Deze uitspraak is gedaan door mr. A. Snijders, rechter, in aanwezigheid van mr. N.A.M. Bergmans, griffier. De uitspraak is uitgesproken in het openbaar op 12 januari 2024
griffier
rechter
Een afschrift van deze uitspraak is verzonden aan partijen op: 12 januari 2024

Informatie over hoger beroep

Een partij die het niet eens is met deze uitspraak, kan een hogerberoepschrift sturen naar de Afdeling bestuursrechtspraak van de Raad van State waarin wordt uitgelegd waarom deze partij het niet eens is met deze uitspraak. Het hogerberoepschrift moet worden ingediend binnen zes weken na de dag waarop deze uitspraak is verzonden. Kan de indiener de behandeling van het hoger beroep niet afwachten, omdat de zaak spoed heeft, dan kan de indiener de voorzieningenrechter van de Afdeling bestuursrechtspraak van de Raad van State vragen om een voorlopige voorziening (een tijdelijke maatregel) te treffen.

Voetnoten

1.Vastgesteld op 14 december 2010.
2.Vastgesteld op 1 november september 2016.

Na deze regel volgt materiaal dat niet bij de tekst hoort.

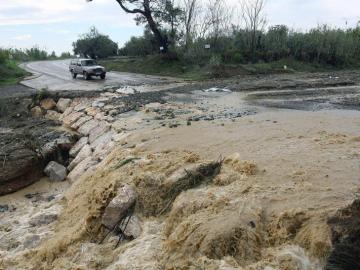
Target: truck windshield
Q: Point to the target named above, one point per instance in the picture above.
(88, 63)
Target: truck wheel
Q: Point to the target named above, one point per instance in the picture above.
(86, 76)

3.Zie de uitspraken van de Afdeling bestuursrechtspraak van de Raad van State (Afdeling) van 12 februari 2020, ECLI:NL:RVS:2020:441 en ECLI:NL:RVS:2020:442.

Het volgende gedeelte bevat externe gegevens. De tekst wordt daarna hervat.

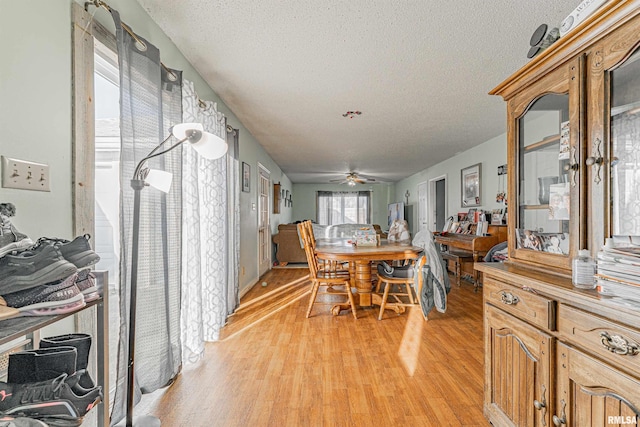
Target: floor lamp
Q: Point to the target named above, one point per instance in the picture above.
(208, 146)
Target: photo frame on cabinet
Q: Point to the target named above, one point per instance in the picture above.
(470, 184)
(246, 177)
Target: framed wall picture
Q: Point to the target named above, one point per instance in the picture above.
(246, 177)
(471, 180)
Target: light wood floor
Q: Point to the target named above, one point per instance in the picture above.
(280, 369)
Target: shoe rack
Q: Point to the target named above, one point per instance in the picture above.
(29, 327)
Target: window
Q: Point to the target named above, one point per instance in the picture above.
(344, 207)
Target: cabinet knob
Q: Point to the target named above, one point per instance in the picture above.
(562, 419)
(509, 298)
(619, 345)
(594, 160)
(559, 421)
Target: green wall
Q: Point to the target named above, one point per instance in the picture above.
(304, 200)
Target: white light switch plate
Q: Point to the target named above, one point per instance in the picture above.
(25, 175)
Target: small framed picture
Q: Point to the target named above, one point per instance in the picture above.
(470, 179)
(246, 177)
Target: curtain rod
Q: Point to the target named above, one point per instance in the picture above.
(100, 3)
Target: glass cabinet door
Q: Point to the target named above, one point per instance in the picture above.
(613, 141)
(625, 148)
(544, 177)
(545, 195)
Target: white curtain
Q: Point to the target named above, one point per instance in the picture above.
(150, 103)
(210, 244)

4.Artikel 2.4, eerste en tweede lid, van de Wabo in combinatie met artikel 3.3, eerste lid, onder b, van het Bor en categorie 9, onder 9.3, onder b, van bijlage 1 bij het Bor.
5.Van het bezoek is bijvoorbeeld geen controlerapport opgemaakt.

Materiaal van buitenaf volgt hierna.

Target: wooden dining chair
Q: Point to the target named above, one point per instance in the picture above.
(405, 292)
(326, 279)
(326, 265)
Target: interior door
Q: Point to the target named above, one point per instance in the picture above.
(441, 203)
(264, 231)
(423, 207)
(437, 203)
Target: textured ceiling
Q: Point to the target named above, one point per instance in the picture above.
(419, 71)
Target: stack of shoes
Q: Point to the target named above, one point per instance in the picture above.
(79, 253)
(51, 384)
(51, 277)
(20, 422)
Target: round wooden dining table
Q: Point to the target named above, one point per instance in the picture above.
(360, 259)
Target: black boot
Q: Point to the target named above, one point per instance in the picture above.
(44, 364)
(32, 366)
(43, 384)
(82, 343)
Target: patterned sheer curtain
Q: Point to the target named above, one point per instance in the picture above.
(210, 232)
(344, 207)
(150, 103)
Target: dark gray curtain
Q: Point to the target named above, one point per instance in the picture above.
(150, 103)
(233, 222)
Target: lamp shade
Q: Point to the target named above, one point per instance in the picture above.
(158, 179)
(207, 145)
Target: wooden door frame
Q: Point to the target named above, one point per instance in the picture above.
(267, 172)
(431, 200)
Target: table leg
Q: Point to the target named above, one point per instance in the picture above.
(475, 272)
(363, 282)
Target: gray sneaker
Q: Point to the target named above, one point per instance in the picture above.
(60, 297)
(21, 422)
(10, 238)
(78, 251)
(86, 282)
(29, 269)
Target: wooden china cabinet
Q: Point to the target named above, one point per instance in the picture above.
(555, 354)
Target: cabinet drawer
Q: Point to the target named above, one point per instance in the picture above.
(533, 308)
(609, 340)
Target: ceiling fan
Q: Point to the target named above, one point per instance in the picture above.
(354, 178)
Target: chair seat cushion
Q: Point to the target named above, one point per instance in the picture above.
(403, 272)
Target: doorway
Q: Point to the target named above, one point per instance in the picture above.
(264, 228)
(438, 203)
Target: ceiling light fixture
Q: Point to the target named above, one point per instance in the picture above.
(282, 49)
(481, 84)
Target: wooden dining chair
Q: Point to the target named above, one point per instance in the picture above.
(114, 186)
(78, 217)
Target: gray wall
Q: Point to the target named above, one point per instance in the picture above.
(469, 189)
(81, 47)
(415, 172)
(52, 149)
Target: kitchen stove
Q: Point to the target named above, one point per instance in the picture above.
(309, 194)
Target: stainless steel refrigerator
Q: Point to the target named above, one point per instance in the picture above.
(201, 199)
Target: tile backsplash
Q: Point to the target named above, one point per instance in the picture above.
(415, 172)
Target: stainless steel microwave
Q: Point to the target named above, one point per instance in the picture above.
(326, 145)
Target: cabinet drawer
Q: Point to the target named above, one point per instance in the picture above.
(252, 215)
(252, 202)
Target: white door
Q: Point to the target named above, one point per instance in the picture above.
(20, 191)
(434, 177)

6.Artikel 2.4, vijfde lid, van de Wabo. Zie ook de uitspraak van de Afdeling van 12 februari 2020, ECLI:NL:RVS:2020:442.
7.Zie onder meer de uitspraak van de Afdeling van 28 augustus 2022, ECLI:NL:RVS:2022:2457.
8.Zie de uitspraak van de Afdeling van 16 augustus 2023, ECLI:NL:RVS:2023:3137.
9.Zie bijvoorbeeld de uitspraken van 15 augustus 2018, ECLI:NL:RVS:2018:2735, 7 november 2018, ECLI:NL:RVS:2018:3620, 24 juli 2019, ECLI:NL:RVS:2019:2568 en 22 januari 2020, ECLI:NL:RVS:2020:177.
10.Zie bijvoorbeeld de uitspraak van 16 augustus 2023, ECLI:NL:RVS:2023:3137.
11.Zie ook de uitspraak van de Afdeling van 20 december 2019, ECLI:NL:RVS:2019:4363.
12.Zie onder meer de uitspraken van de Afdeling van 29 mei 2019, ECLI:NL:RVS:2019:1778 en ECLI:NL:RVS:2019:1694.
13.Zie bijvoorbeeld de uitspraken van 24 april 2019, ECLI:NL:RVS:2019:1356 en 29 mei 2019. ECLI:NL:RVS:2019:1694.
14.Zie bijvoorbeeld de uitspraak van 15 juni 2022, ECLI:NL:RVS:2022:1700.